Laura Smet/ son avocat menace une employée Air France !

Pierre-Olivier Sur, l'avocat de Laura Smet s'embourbe dans un vieux scandale en menaçant une employée de la compagnie aérienne Air France.

L’avocat de Laura Smet se fait rattraper par une vieille affaire. En 2018, une employée d’Air France avait menacé Pierre-Olivier Sur. MCE TV vous dit tout.

Alors que Laura Smet doit encore attendre avant de toucher son héritage, son avocat s’embourbe dans une vieille affaire. Il y a de cela 2 ans, Pierre-Olivier Sur se serait montré menaçant face à une employée d’Air France.

Peu après, cette employée a donc porté plainte. Montant au créneau, l’avocat de Laura Smet s’en est donc pris à une responsable de clientèle chez Air France. Celle-ci ne voulait pas laisser embarquer sa femme

Laura Smet: son avocat menace une employée Air France !
Laura Smet: son avocat menace une employée Air France !

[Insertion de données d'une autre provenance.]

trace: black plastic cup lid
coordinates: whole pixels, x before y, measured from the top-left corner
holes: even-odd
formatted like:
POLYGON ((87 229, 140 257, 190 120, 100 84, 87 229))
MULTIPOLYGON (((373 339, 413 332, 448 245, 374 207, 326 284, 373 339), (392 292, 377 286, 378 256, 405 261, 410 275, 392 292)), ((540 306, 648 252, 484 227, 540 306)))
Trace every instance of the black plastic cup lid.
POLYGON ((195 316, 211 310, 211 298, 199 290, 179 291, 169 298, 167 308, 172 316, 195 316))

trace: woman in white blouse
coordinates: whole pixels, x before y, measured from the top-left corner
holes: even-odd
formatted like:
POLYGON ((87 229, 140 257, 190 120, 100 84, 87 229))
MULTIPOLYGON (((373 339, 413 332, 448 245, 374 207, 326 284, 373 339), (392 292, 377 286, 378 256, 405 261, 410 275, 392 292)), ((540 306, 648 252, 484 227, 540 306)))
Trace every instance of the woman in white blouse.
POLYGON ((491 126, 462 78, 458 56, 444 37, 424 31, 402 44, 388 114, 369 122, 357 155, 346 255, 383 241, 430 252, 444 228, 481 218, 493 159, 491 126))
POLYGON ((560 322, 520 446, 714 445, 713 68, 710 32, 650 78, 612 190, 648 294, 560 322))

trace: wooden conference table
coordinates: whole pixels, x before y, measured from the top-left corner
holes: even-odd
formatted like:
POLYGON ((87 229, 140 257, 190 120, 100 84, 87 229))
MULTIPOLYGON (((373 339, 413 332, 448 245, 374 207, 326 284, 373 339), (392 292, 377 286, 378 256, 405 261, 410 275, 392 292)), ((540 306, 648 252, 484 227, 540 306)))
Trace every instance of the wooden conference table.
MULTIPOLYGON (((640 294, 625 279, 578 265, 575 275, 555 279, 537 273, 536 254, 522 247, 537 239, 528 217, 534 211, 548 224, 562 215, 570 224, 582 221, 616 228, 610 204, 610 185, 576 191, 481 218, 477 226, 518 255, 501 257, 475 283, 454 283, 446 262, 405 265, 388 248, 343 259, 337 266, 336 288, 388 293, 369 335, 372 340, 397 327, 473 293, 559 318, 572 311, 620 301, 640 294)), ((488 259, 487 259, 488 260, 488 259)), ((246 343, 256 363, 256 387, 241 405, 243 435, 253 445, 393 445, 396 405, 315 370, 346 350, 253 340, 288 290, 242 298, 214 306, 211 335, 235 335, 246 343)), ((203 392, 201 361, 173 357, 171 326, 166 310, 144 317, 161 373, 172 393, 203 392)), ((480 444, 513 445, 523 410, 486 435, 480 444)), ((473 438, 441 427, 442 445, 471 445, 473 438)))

Laura Smet: son avocat nie avoir agressée une employée d’Air France

Tout s’est déroulé aux alentours de 7h du matin, alors qu’il s’apprêtait à se rendre à Toulon. L’hôtesse a refusé de faire monter son épouse car son billet était au nom de son mari. Or, sur sa carte d’identité, elle avait encore son nom de jeune fille. L’avocat de Laura Smet serait donc monté au créneau. Il a alors tapé du poing sur le comptoir et hurlé sur l’employée, retardant le vol de 13 minutes…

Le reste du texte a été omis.